In September last year, just six months after the operation, Kade had lost another 27kg, taking his weight loss total to 50kg in just a year. The aim overall is to lose about 50 per cent to 65 per cent of excess weight.

 

Healthy eating and physical activity are still extremely important after the operation.

 

This is to make sure the weight loss is successful in the long term, but also to ensure good general health.

 

The long-term dietary changes required will depend on the type of surgery done.
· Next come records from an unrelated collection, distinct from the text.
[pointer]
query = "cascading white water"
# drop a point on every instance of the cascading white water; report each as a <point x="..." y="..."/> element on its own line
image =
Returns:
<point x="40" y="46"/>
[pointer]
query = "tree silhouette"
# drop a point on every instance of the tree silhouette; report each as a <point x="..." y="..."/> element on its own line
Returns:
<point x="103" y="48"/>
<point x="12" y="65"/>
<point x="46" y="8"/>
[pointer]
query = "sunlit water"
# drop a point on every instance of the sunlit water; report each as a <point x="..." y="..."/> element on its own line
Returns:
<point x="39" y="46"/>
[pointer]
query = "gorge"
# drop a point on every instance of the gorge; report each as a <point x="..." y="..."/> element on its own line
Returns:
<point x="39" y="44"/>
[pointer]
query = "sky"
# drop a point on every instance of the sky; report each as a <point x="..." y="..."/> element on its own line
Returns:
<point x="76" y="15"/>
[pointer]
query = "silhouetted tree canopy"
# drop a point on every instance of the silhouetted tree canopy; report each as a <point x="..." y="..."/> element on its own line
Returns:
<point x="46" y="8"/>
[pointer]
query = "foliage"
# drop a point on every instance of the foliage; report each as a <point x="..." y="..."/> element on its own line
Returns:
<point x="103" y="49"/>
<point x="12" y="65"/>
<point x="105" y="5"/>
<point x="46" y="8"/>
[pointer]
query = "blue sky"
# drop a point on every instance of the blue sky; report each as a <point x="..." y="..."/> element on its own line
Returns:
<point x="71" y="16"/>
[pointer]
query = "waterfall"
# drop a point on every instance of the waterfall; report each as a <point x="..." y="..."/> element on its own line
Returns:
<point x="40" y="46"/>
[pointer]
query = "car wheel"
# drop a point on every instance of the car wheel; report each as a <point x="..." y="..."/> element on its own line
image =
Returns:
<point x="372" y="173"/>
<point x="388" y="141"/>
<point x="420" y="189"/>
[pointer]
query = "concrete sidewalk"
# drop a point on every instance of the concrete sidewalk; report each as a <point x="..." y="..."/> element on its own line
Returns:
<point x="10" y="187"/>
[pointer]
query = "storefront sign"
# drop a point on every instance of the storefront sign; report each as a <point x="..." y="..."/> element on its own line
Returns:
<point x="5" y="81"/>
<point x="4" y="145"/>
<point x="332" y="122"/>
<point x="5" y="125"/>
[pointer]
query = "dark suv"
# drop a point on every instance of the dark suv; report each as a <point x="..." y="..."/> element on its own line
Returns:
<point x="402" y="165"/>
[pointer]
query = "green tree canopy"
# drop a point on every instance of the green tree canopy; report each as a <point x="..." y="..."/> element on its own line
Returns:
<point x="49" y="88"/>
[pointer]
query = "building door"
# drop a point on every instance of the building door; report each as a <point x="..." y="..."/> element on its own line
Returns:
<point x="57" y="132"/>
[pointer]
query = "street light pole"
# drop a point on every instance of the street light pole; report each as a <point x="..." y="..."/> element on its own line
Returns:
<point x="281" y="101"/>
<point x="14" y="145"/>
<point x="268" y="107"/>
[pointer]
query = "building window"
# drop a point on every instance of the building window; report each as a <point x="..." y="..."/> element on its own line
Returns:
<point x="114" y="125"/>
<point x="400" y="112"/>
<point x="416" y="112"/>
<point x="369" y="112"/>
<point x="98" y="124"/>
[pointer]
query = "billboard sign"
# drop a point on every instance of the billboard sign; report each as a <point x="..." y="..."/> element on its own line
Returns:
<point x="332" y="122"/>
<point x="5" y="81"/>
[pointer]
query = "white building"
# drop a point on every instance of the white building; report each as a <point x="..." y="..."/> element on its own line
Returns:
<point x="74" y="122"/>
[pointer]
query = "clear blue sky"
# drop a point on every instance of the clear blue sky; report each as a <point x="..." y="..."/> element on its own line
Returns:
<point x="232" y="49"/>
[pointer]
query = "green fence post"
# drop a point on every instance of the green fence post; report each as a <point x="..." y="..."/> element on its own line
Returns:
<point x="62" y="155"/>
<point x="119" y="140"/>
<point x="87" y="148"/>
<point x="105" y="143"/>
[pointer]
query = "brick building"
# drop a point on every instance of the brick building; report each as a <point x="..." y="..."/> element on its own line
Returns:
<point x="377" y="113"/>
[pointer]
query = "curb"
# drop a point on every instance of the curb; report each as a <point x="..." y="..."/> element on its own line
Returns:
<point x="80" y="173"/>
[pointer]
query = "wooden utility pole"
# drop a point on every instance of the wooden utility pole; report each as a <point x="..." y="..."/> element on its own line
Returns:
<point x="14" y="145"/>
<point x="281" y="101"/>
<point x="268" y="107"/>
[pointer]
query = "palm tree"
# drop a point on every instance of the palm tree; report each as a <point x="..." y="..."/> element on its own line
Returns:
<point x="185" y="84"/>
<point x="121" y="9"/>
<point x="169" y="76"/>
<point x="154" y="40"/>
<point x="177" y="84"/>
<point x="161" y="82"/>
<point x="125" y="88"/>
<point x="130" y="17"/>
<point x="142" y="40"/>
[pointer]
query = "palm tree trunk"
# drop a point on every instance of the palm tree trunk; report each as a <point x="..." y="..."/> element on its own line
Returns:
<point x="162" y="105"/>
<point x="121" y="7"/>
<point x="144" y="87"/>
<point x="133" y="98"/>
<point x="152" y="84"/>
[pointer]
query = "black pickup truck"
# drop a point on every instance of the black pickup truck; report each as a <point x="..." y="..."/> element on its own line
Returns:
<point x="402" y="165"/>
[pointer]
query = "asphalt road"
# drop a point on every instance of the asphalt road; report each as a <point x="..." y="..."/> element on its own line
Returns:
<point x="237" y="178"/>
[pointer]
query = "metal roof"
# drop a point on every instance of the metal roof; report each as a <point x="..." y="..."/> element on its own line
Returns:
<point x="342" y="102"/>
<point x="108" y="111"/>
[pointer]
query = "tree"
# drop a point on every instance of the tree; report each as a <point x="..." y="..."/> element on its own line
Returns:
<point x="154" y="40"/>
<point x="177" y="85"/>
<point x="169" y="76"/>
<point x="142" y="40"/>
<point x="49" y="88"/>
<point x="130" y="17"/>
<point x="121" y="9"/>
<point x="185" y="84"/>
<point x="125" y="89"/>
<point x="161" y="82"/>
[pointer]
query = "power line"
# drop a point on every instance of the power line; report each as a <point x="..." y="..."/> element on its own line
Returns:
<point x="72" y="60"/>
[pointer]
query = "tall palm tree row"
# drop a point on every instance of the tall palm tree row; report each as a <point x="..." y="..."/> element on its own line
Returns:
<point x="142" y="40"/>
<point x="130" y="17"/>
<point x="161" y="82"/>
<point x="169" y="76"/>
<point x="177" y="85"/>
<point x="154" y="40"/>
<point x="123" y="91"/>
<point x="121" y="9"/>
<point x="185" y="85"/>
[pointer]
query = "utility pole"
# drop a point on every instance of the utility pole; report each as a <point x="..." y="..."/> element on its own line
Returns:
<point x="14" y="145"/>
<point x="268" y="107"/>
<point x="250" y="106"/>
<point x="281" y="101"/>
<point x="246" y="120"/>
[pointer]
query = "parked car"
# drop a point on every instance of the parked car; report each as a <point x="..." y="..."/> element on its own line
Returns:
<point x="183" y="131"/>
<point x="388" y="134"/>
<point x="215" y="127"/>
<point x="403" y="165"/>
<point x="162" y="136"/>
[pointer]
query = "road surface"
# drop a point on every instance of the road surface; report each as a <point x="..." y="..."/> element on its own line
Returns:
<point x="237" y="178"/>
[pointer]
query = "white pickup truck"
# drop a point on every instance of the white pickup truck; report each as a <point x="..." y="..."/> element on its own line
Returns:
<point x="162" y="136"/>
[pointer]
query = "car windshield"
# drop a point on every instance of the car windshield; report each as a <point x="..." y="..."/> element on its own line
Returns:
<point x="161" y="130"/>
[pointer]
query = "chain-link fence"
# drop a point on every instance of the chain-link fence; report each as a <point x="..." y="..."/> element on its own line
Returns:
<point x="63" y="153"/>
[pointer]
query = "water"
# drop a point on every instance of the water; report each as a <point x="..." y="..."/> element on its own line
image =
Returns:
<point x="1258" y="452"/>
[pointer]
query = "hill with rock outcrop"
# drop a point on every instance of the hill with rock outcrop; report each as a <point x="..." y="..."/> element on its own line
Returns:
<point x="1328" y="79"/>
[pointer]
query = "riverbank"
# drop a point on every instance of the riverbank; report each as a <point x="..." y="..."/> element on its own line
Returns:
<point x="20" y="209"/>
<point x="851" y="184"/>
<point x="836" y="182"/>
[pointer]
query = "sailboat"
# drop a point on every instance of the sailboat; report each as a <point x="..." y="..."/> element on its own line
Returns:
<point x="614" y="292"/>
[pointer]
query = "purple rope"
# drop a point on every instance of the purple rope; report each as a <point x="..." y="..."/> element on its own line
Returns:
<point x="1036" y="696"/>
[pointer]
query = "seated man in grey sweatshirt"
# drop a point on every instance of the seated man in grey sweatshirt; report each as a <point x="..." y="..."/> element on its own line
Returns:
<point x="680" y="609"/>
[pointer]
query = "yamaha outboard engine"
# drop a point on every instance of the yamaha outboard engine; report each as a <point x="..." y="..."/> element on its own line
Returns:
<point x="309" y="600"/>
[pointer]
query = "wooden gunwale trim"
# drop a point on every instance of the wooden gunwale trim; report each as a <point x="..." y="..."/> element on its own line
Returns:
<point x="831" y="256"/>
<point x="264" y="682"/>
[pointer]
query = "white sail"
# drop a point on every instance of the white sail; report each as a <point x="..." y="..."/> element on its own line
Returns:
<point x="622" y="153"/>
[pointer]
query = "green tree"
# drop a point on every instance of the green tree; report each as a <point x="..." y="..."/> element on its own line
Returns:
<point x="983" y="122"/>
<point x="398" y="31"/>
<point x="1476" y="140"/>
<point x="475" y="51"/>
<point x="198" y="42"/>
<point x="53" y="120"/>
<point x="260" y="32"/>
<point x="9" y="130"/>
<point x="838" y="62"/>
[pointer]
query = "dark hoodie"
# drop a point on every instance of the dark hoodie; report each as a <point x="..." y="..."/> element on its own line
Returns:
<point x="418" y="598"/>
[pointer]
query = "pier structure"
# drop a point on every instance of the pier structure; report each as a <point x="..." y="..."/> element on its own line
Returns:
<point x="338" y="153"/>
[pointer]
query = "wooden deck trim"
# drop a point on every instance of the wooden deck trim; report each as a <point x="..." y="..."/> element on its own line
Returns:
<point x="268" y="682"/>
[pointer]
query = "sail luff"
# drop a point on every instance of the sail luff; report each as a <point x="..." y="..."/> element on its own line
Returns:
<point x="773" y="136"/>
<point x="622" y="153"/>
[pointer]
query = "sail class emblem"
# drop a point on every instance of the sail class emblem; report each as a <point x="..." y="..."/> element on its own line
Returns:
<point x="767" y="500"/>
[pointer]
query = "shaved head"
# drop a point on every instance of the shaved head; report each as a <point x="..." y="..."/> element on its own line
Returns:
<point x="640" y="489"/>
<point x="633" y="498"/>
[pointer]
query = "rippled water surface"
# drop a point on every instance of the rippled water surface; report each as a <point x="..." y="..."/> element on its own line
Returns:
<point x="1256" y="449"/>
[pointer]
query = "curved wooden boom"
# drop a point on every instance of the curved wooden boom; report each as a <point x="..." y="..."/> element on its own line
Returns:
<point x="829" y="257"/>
For example, the gastric band is adjustable and allows the ability to change the band based on foods consumed and any side effects experienced.

 

After surgery, long-term vitamin and mineral supplementation is essential to meet nutrient requirements and prevent conditions like osteoporosis and anaemia.

 

"The biggest thing was even though I've had the surgery, you still have to do the work post-surgery. You've got to make sure what you're putting in is good food," Kade said.

 

After surgery, people who have regular follow up with the team of doctors and dietitians experience more weight loss and less side effects and complications than those who do not.

 

Research is now looking at the long-term effects of the surgery. Follow up studies show that weight loss is successful and sustained, and that positive effects on type 2 diabetes and high blood pressure are experienced.

 

This research is beginning in adolescents as well, with similar benefits displayed. However, more studies with more people and longer periods after surgery are required to confirm this. 

 

Bariatric surgery will not cure type 2 diabetes.

 

It may help people to reduce or eliminate medications for diabetes, but this does not mean that the person no longer has diabetes.

 

Regular health checks are still important. Kade no longer takes any medications for his diabetes or high blood pressure, his sleep apnoea has improved and he has more energy.

 

"I get up at 5 in the morning and go for a walk, with this extra energy I get more things done quicker."

 

Like any surgery, bariatric surgery has risks. There are more likely to be complications the older someone gets, the more overweight they are and if they have other medical conditions.

 

Your doctor can discuss these risks with you and help you to make a decision about whether bariatric surgery may be an option for you.